Datasets that are commercially available and contain a wealth of information about food and alcohol establishments are found to differ significantly. This raises concerns about their reliability as sources of information that could be used to set public policy or conduct scientific research, suggests a University of Pittsburgh Graduate School of Public Health investigation.
The analysis, funded by the Aetna Foundation, will be presented Monday at the American Public Health Association's (APHA) annual meeting in New Orleans. It examined systematic differences in two commercially available datasets when they were used to determine the relationship between neighborhood socioeconomic characteristics and the density of food and alcohol establishments. "If we're making decisions about setting public policy to improve public health - such as incentives for grocery stores that offer fresh produce in economically depressed areas - then we need to be making these decisions based on accurate data to back up the need for such incentives," said lead investigator Dara Mendez, Ph.D., M.P.H., an epidemiologist at Pitt Public Health. "Our study found that relying on just one of these commercially available datasets likely wouldn't provide robust information."
There are numerous datasets available for a fee that give detailed information about food and alcohol establishments across the U.S. Typically, these datasets are purchased by companies that use them for marketing purposes. Dr. Mendez and her team used two different commercially available datasets containing information about food and alcohol establishments in Allegheny County, which includes Pittsburgh. The information was divided into the 416 distinct census tracts in the county as a means to define neighborhoods.
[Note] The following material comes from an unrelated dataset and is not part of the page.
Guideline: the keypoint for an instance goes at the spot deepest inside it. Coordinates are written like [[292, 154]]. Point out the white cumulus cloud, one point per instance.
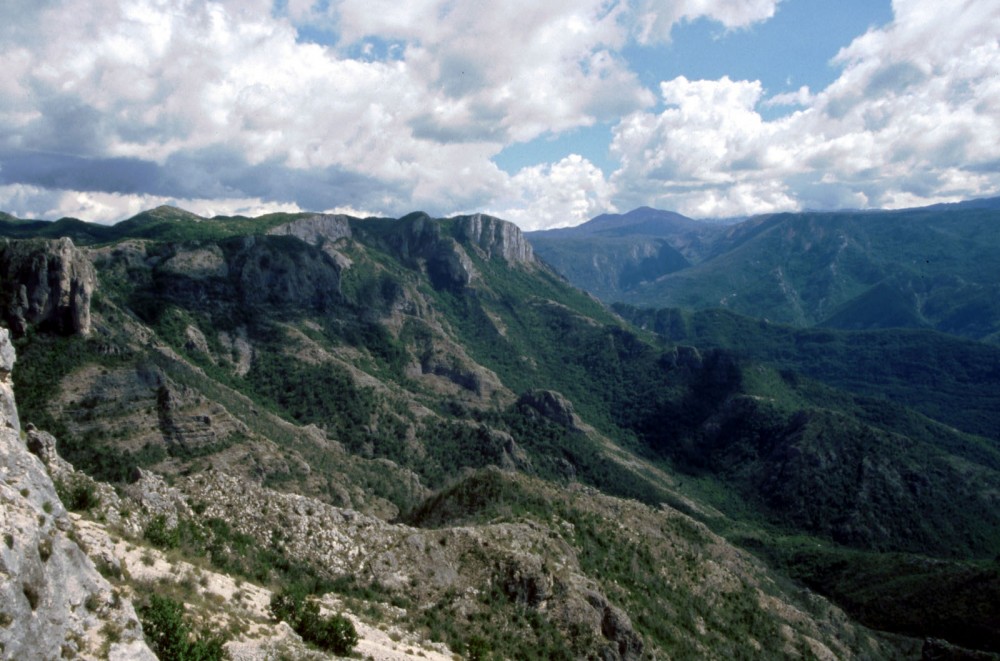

Each census tract consists of an average of 4,000 people. Both of the datasets showed that the density of alcohol outlets increased as neighborhood poverty increased. However, the datasets differed when it came to grocery stores. One showed that as poverty increased, the number of grocery stores increased. The other showed no association. "This is a perplexing disagreement that likely comes down to the datasets using different classification systems and also not accurately capturing all the information. For example, because we are familiar with Allegheny County, my team was able to determine that some of the key grocery stores in our area were not included," said Dr. Mendez. "However, if we were doing a similar analysis for a city we were not familiar with, we likely wouldn't catch the discrepancy and could come to an inaccurate conclusion."